Opinión

¿Qué me pongo?

La esclavitud a la que nos somete nuestra imagen nos obliga a reinventarnos como alguien nuevo cada mañana. Nos preocupa cómo nos vean al salir de casa, y se entiende

Vestirse cada mañana de una manera distinta a la anterior es un reto estimulante, complejo y a veces angustioso, capaz de desesperarnos. ¿Quién no ha lamentado, delante de un armario a rebosar, con decenas, casi centenares de prendas, que no tiene ropa? Nos preocupa la reincidencia. 

En la ficción de que cada día somos un poco diferentes, aunque sea porque estrenamos una camiseta o recuperamos con los primeros rayos las gafas de sol, la jornada se hace más ligera, menos inefable, más amistosa. En las peores épocas, vencido por la desazón, cualquier momento es preferible al minuto en el que abres el armario y, con escrupulosa rutina, te preguntas a media voz: "¿Qué me pongo?".

La dictadura de las pequeñas decisiones, por miles, a las que uno se rinde es lo que a veces nos lleva a presumir que la felicidad total consistiría en no hacer nada y ser perfectamente invisibles. Qué no daría yo, y cualquiera, porque estas columnas se escribiesen solas, por ejemplo. Pero lo peor no es sentarse y preguntarse, en voz baja y desesperada, "¿Qué escribo hoy?", sino algunos días vestirse previamente. Ya en la jornada que Catalina la Grande iba a acaparar el poder con un golpe palaciego contra su marido, el zar Pedro III, se volvió hacia su doncella y le preguntó: "Hoy me apodero de Rusia. ¿Qué vestido me pongo?" Zarandeados por las posibilidades que ofrecen los armarios, no resulta extraño sentirse solos, rotos, abandonados a la suerte, frente la necesidad de combinar, pongamos, unos pantalones, una camisa y unos zapatos diez minutos antes de salir. Todo sería más fácil, y de una tristeza casi aceptable, si solo tuviésemos un pantalón limpio y uno sucio, un jersey con bolas y uno que odiásemos, una camisa feísima y otra sin planchar, y unos zapatos rotos (y aún así maravillosos) y un par casi nuevo. La vida, sin embargo, nos ha castigado con la abundancia y el caos, de modo que la complejidad de los armarios por dentro compite con la confusión que reina por fuera. La esclavitud a la que nos somete nuestra imagen nos obliga a reinventarnos como alguien nuevo cada mañana.
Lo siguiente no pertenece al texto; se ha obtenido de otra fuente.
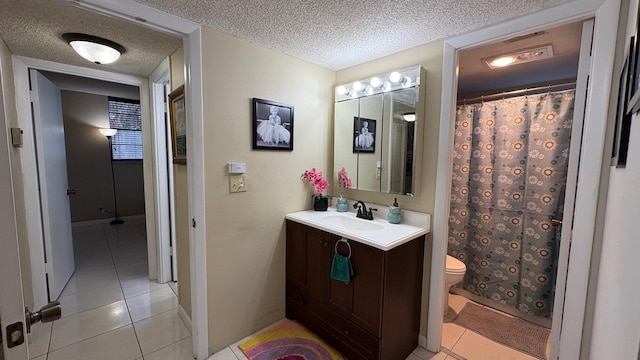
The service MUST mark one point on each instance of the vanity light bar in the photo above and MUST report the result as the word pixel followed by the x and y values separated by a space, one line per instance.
pixel 395 80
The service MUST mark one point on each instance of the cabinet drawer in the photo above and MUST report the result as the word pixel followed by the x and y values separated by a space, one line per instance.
pixel 337 326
Nos preocupa cómo nos vean al salir de casa, y se entiende. ¿Pero qué pasa cuando no sales? ¿Qué te pones? Nos las vemos con un debate soterrado, silencioso, del que hay apenas ecos en las revistas de moda y tendencias. Cada vez somos más los que trabajamos en nuestra propia vivienda y sufrimos el desasosiego de no saber qué vestir para quedarnos en casa. Recuerdo cuando al principio, rendido por el viejo placer de trabajar descalzo y cómodo, me dejaba llevar en pijama hasta media mañana, y si hacía mucho calor, en calzoncillos. Algunos días, después de ducharme simplemente me ponía un chándal, o en el colmo, un segundo pijama, tal vez a cuadros, en imitación de una elegancia baldía. Me animaba diciéndome que solo por eso ya me parecía al gran Albert Cohen ligeramente.

En 1977, el periodista Bernard Pivot acudió a entrevistar a Albert Cohen en su residencia y entonces reparó en que vestía una camiseta blanca y encima una bata de casa granate. Cuando le preguntó por el sentido de esa ropa, el escritor respondió con naturalidad que se trataba del "uniforme nacional de mi casa".

Pasados los primeros meses, escuchaba los tacones de los vecinos de arriba, a punto de salir a trabajar en una inmobiliaria él y a una tienda de ropa ella, y de pronto añoraba los gestos incómodos, como trabajar con botas o con chaqueta, o peinado con espuma. No tardé en abandonar el pijama y el chándal. Mi propia casa, y mi trabajo, merecían otro respeto. Cada vez que salía al pasillo y me veía en el espejo, me recordaba a esas manzanas que pasan meses en la nevera hasta que empiezan a dar lentas y optimistas señales de podredumbre. Me duchaba a primera hora, como si llegase tarde al estudio, que se encontraba en la habitación de al lado, dando dos pasos a la derecha, y me situaba ante el armario.

En función del tipo de texto que tuviese que escribir, elegía una ropa u otra. Hace dos semanas, mi pareja llegó a mediodía y me encontró escribiendo en chaqueta, corbata y chanclas. Me miró como si pensase "¿Y este imbécil?". "He acabado la novela", respondí con la frase más importante y solemne de mis últimos tres años.